Addressing your previous message, how much work does it take to soak a pan. You add hot sudsy water and let the pan sit. When you return after a few hours, everything usually just rinses out easily. Less actual work than scrubbing and fussing over the stuck on food and fond. Maybe you're using too high a heat on your non-stick.


----------



## sternlight (Jun 27, 2011)

It's pretty expensive but if it lasts as long as they say, Swiss Diamond HD Pro, intended for professional chefs, seems very good. It just became available. It's about $170 for a 10-inch fry pan, built like a battleship and with a very long handle. It has a much thicker non-stick coating than previous SD products and the HD (high density) coating is claimed to survive twice as many abrasive scrapes as the current models. A home line, HD is coming out later this year.

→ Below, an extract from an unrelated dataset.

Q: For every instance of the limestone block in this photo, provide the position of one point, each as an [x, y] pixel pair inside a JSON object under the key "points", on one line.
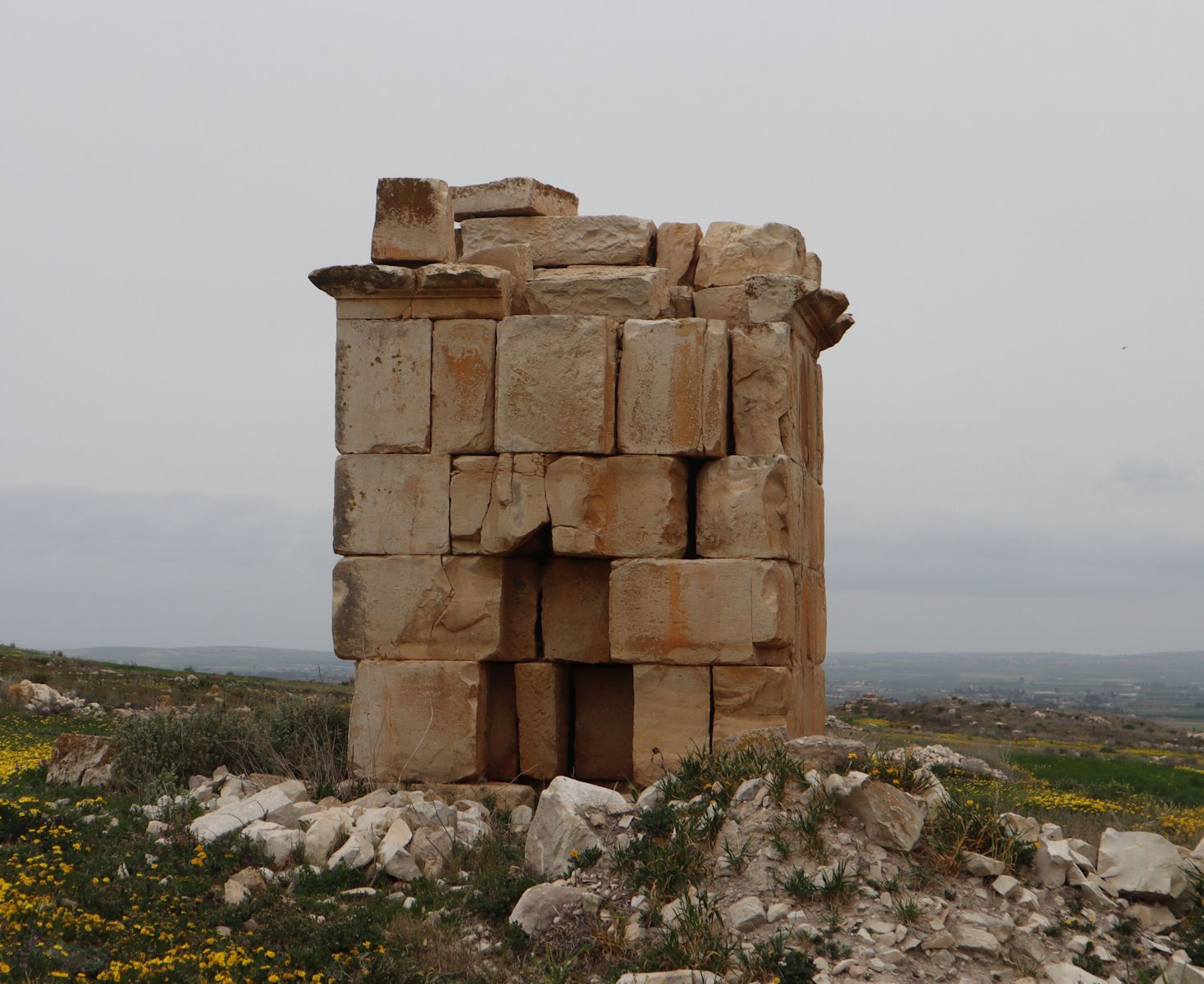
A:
{"points": [[617, 292], [498, 503], [574, 611], [391, 503], [632, 505], [602, 722], [383, 387], [555, 385], [418, 721], [731, 251], [677, 249], [414, 221], [543, 707], [751, 506], [434, 608], [766, 398], [701, 612], [512, 197], [673, 388], [726, 303], [748, 698], [568, 240], [671, 717], [463, 387]]}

The existing line has received many rave reviews on other sites.

Another good line is the current Anolon non-stick. Quite heavy, and priced for home use, though it costs around $50 and isn't in the price range of cheapie throw-away pans or restaurant supply store pans.

No pan, however, will take the kind of abuse you report. They have to be treated with care and washed with warm, soapy water and a soft brush after each use to avoid food build up, and should not be used above medium heat for best lifespan.

Disclaimer: I have neither connection nor financial interest in either firm, though I own both products and, as they say, so far so good.

By the way, the HD Pro line just went into distribution and is hard to find yet. I got mine from Cooking Enthusiast www.cookingenthusiast.com which seems to carry many interesting, though upscale products,


----------